The experiments will initially be in the form of an MVS, building with each successive circuit of the loop to a MVDVP, and finally onto the DVP. There is a subtle distinction between MVS and MVDVP compared to prototypes. MVSs and MVDVPs are designed specifically to learn as much as possible on the path to validating or invalidating the hypotheses, they are not successive iterations of prototypes.

Being an incremental and iterative method, no attempt is made to build the complete Solution or DVP at the outset.

The entrepreneur then takes that MVS out of the office into the real world and tests it with or on real customers in their natural habitat.

Test

At this stage, the MVS or MVDVP is a subset of what the final Solution and value proposition is, at this point, hypothesised to be.
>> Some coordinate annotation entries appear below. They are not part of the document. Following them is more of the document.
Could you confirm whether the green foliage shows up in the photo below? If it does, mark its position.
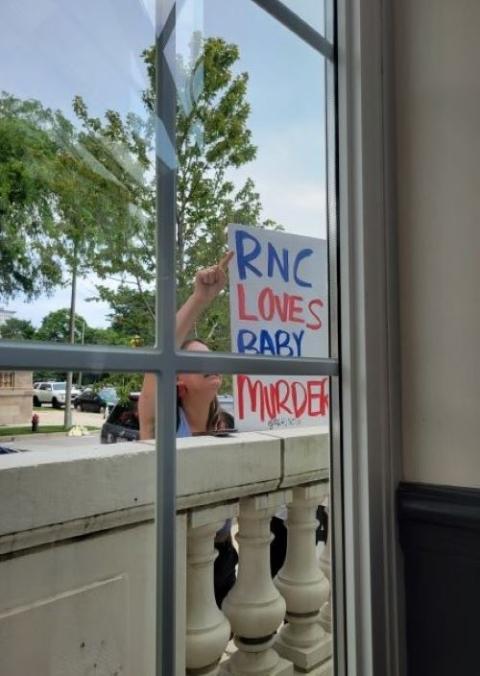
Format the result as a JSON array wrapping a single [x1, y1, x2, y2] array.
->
[[0, 93, 62, 298], [0, 317, 35, 340]]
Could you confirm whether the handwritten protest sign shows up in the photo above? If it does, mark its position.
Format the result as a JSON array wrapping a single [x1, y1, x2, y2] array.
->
[[228, 225, 329, 431]]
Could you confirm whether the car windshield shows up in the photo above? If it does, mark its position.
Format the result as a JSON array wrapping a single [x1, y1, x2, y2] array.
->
[[108, 401, 140, 430]]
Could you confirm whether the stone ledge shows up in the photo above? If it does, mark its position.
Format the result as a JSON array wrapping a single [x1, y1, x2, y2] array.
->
[[0, 428, 328, 553]]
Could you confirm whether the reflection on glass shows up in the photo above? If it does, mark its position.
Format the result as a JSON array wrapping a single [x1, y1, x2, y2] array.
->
[[0, 0, 155, 347], [176, 0, 328, 356]]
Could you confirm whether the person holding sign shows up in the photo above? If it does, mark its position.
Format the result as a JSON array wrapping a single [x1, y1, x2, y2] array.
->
[[138, 251, 238, 607]]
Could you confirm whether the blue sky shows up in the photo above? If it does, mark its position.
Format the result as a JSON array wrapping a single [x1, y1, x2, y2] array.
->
[[0, 0, 326, 326]]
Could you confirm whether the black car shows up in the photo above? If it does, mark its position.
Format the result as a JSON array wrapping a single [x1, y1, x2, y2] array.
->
[[73, 387, 118, 413], [100, 392, 140, 444]]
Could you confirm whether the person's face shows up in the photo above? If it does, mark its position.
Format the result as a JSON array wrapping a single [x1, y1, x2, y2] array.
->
[[177, 341, 222, 401]]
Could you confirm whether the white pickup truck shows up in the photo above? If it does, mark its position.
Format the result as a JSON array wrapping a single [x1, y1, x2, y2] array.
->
[[33, 381, 81, 408]]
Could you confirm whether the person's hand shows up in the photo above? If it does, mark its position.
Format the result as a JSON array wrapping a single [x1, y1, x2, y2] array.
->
[[193, 251, 234, 304]]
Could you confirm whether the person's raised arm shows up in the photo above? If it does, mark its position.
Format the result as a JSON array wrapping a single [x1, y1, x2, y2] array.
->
[[138, 251, 234, 439], [175, 251, 233, 347]]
Although the MVS and MVDVP are a subset of the final DVP, they are still a bundle of benefits and value worth paying for.

Within the functional scope of what the MVS or MVDVP currently is, it is tested in the wild.

Insights

The goal of the experiments is not to collect data as such, but to analyse meaningful data to synthesise insights that will inform the next steps in the process and therefore startup journey:

Repeat

There are many reasons to repeat the process:

  • One or more hypotheses were more or less validated, and it is deemed worthwhile to continue investing to learn more with another circuit of the loop, with as the case may be, new and or improved hypotheses.
  • One or more hypotheses may have been invalidated, but insights have suggested new and or improved hypotheses.

With each circuit of the loop, the fidelity is increased to learn more.

Pivot

The project has invalidated the hypotheses (also see Abandon below), and or another opportunity with new hypotheses has been uncovered from the synthesised insights.

Based on the new hypotheses, a new circuit of the loop is begun, and the process repeated.

Abandon

The project has invalidated the hypotheses and will be abandoned:

  • There is no JTBD, or it is not so important that anyone wants a Solution for it.
  • The projected costs of development are too high and or rewards too small and or too uncertain to risk continuing exploration by starting another circuit of the loop.
  • The resources and or enthusiasm to continue the project have been exhausted.
Launch and Scale

The project has proven to be successful, meaning that the final hypotheses were validated, and the last MVDVP was either the final DVP or close enough to being the final DVP that there is little more to learn that warrants another circuit of the loop.

All that remains is launching the DVP, and scaling the business.